Ortak pazarın ortakları, Türkiye’yi yıllarca oyalamalarını bazı cesaretsiz ve iç siyasette show yapan politikacıların hataları, fakir olan ve gittikçe fakirleşen toplumun sırtına yüklendi. Avrupalıların dayatması ile aleyhimize isleyen anlaşmaları imzaladıklarında başarıymış gibi iç siyaset Show’u olarak meydanlarda halkı bir beklenti içerisine soktular. Tahsilli ve işsiz gençler hep Avrupa’ya kapağı atmayı hayal ettiler, hala de edenler var. Kısıtlı ve perişan bütçeyi har vurup harman savurarak lüks harcamalara yatırdılar. Tabi bu arada çeyiz eşyalarının ve güya ebeveyninde kalan miraslarının üzerine ekleme yaptılar. Devletin işletmeye açtığı üretim tesislerini zarar ediyor diye ve hatta ulusal sayılacak markaları patentiyle yabancı sermayeye teslim ettiler. Adına da globalleşiyoruz diye meydanlarda hava attılar. Özelleştirme furyasına, devlet için hayati önem taşıyan tesisleri adeta peşkeş çektiler ve geldiğimiz durum ortada. Geçmiş politikacıların masaya vurduğu yumrukların sesini sadece masaya vuran ve yalaka gazeteciler duydu. Türkiye’yi kendi sınırları içerisine hapsetmek isteyerek ve hatta sınırları daha da daraltarak cendereye sokmak isteyen ülkelere karşı dik duran Recep Tayyip Erdoğan’ı görünce karşılarında, taktik değiştirmeyi bırakarak açıktan tehdide başvurmaya başladılar.

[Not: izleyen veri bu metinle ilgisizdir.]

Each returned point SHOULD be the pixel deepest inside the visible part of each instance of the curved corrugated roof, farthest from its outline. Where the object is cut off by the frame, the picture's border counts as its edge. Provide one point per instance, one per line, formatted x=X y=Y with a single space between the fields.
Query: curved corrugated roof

Türkiye gelecek zaman içerisinde tarafını tayin etmek zorundadır. Yurtta sulh, cihanda sulh belki söylendiği zamanda geçerliydi, fakat zamanla bu anlayış özelliğini yitirmişe benziyor. Savaşın ne kadar acımasız ve nasıl acılar bıraktığını hepimiz görüyor ve yaşıyoruz. Fakat gerektiği zamanda savaşılmalı. Bağımsızlığı olmayan ülkenin dini de olmaz sözü de dinlenmez. Bağımsız ve hür olmak kuvvetli ve donanımlı bir ordu gerektirir. Türk ulusu vatanını ve devletini namusundan daha ileri tutar. Bir İngiliz casus hatıralarında, Türklerin vatanına, dinine ve namusuna dokunulmadığı müddetçe her konuda anlaşılabilir fakat işin içine namus, din ve vatan girince düşünmeden canını feda eder. Kıbrıs harekâtında Allah Allah diye merminin önüne koşan bir milletle savaşılmaz demiş. Her zaman öyledir çok doğru söylemiş.